We anticipate that the closing will occur in the third quarter
of 2007; however, closing will be subject to certain conditions
and there can be no assurance that we will be able to complete
the acquisition of The Institute for Senior Living of Florida
Portfolio.
Proposed
Acquisition of St. Ritas Medical Center
Portfolio
On July 31, 2007, our board of directors approved the
acquisition of St. Ritas Medical Center Portfolio. St.
Ritas Medical Center Portfolio consists of six
multi-tenant medical office buildings in Lima, Ohio. The
buildings were built, respectively, in the 1920s, 1970, 1985,
1990, 1996 and 2004 and collectively contain approximately
198,000 square feet of gross leasable area.

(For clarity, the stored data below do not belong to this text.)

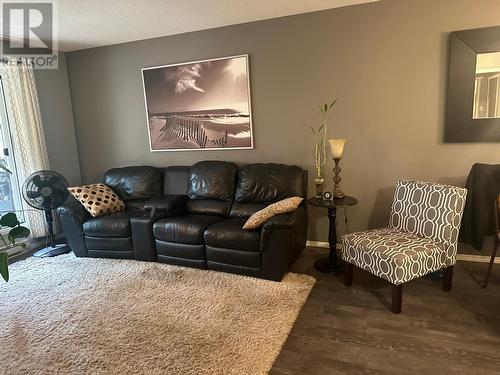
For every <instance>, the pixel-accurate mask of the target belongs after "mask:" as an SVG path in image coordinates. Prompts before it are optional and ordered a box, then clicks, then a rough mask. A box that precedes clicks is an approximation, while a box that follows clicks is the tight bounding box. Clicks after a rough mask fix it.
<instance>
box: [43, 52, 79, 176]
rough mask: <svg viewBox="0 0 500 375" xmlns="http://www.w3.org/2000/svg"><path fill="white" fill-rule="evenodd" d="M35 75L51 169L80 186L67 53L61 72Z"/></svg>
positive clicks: (59, 54) (43, 69)
mask: <svg viewBox="0 0 500 375" xmlns="http://www.w3.org/2000/svg"><path fill="white" fill-rule="evenodd" d="M34 75H35V82H36V86H37V92H38V101H39V104H40V115H41V117H42V123H43V128H44V133H45V142H46V144H47V152H48V154H49V162H50V168H51V169H53V170H55V171H57V172H59V173H61V174H62V175H63V176H65V177H66V179H67V180H68V183H69V184H71V185H76V184H79V183H81V174H80V163H79V160H78V148H77V144H76V136H75V125H74V121H73V110H72V107H71V95H70V90H69V83H68V72H67V68H66V58H65V54H64V53H60V54H59V65H58V69H50V70H49V69H36V70H34Z"/></svg>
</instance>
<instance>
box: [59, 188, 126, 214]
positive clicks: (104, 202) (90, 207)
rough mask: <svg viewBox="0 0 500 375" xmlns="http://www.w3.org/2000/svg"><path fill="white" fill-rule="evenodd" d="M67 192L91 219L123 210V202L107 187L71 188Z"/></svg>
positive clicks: (114, 212)
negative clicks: (86, 211) (89, 214)
mask: <svg viewBox="0 0 500 375" xmlns="http://www.w3.org/2000/svg"><path fill="white" fill-rule="evenodd" d="M68 190H69V192H70V193H71V195H73V196H74V197H75V198H76V199H78V201H80V203H81V204H83V207H85V209H86V210H87V211H88V212H89V213H90V214H91V215H92V216H93V217H97V216H101V215H106V214H112V213H115V212H123V210H124V209H125V205H124V204H123V201H122V200H121V199H120V198H118V196H117V195H116V194H115V192H114V191H113V190H111V188H110V187H108V186H107V185H104V184H92V185H83V186H73V187H69V188H68Z"/></svg>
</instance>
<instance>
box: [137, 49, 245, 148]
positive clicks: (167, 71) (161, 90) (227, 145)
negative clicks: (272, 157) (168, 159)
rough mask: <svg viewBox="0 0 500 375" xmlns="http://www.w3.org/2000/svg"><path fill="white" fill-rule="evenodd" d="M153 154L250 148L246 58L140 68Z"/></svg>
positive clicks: (210, 60)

The buildings
are currently 77% leased. The principal businesses and
professions occupying the building are healthcare providers.

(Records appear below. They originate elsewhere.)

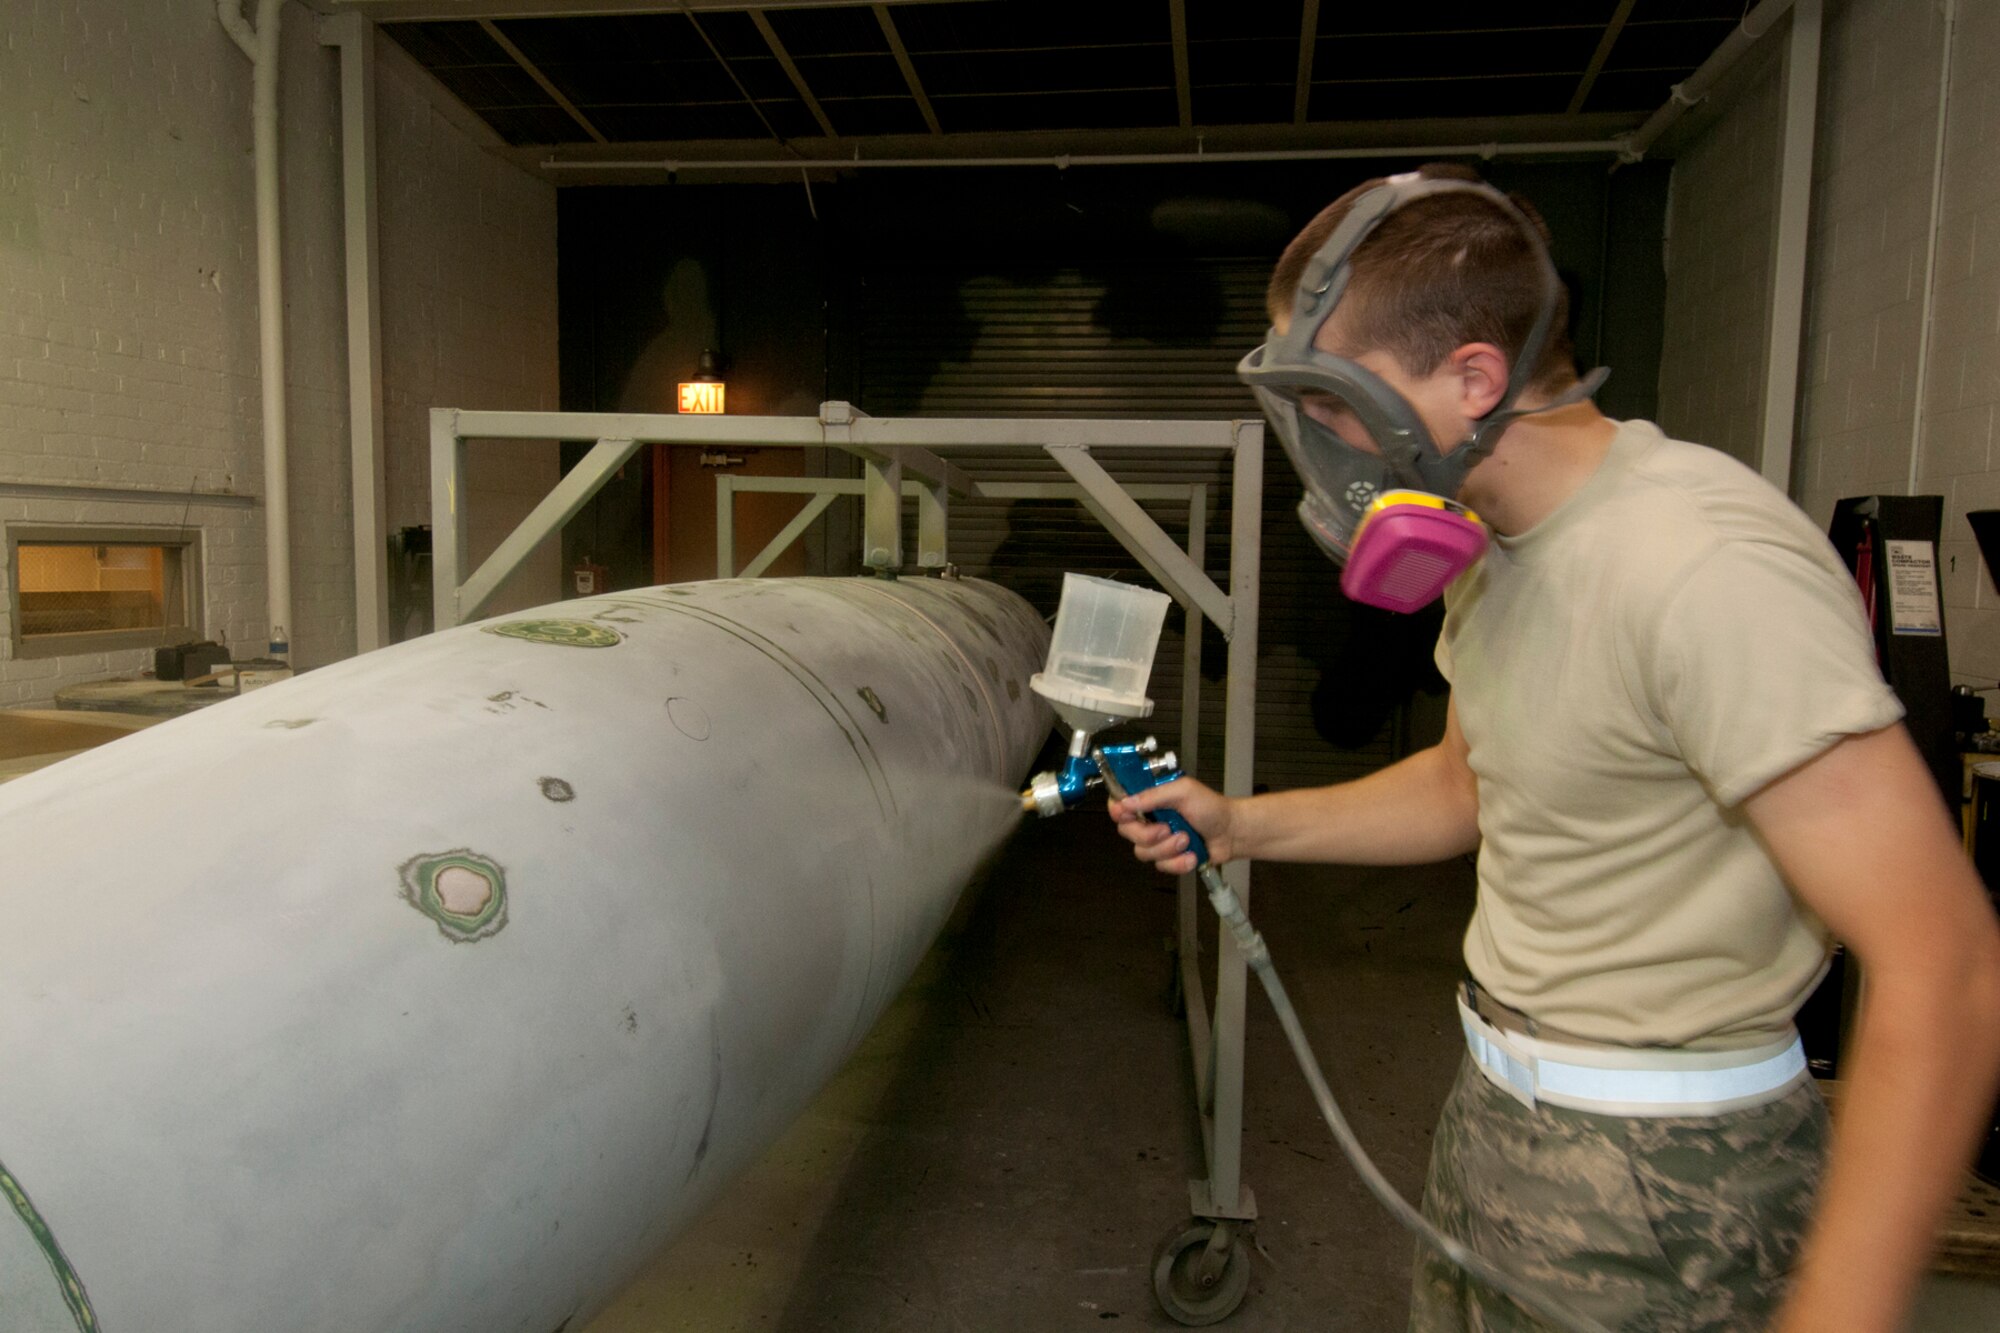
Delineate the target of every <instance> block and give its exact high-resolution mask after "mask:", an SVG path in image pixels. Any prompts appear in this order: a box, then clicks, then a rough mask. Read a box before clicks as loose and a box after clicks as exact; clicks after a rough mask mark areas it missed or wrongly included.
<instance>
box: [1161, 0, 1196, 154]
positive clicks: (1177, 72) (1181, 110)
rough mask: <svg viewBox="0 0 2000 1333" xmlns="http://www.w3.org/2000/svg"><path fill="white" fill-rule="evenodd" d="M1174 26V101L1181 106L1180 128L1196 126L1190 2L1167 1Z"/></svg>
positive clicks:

We anticipate purchasing St. Ritas Medical Center
Portfolio for a purchase price of $28,000,000, plus closing
costs, from an unaffiliated third party. We intend to finance
the purchase through a combination of debt financing and funds
raised through this offering. We expect to pay our advisor and
its affiliate an acquisition fee of $840,000, or 3% of the
purchase price, in connection with the acquisition.
We anticipate that the closing will occur in the third quarter
of 2007; however, closing will be subject to certain conditions
and there can be no assurance that we will be able to complete
the acquisition of St. Ritas Medical Center Portfolio.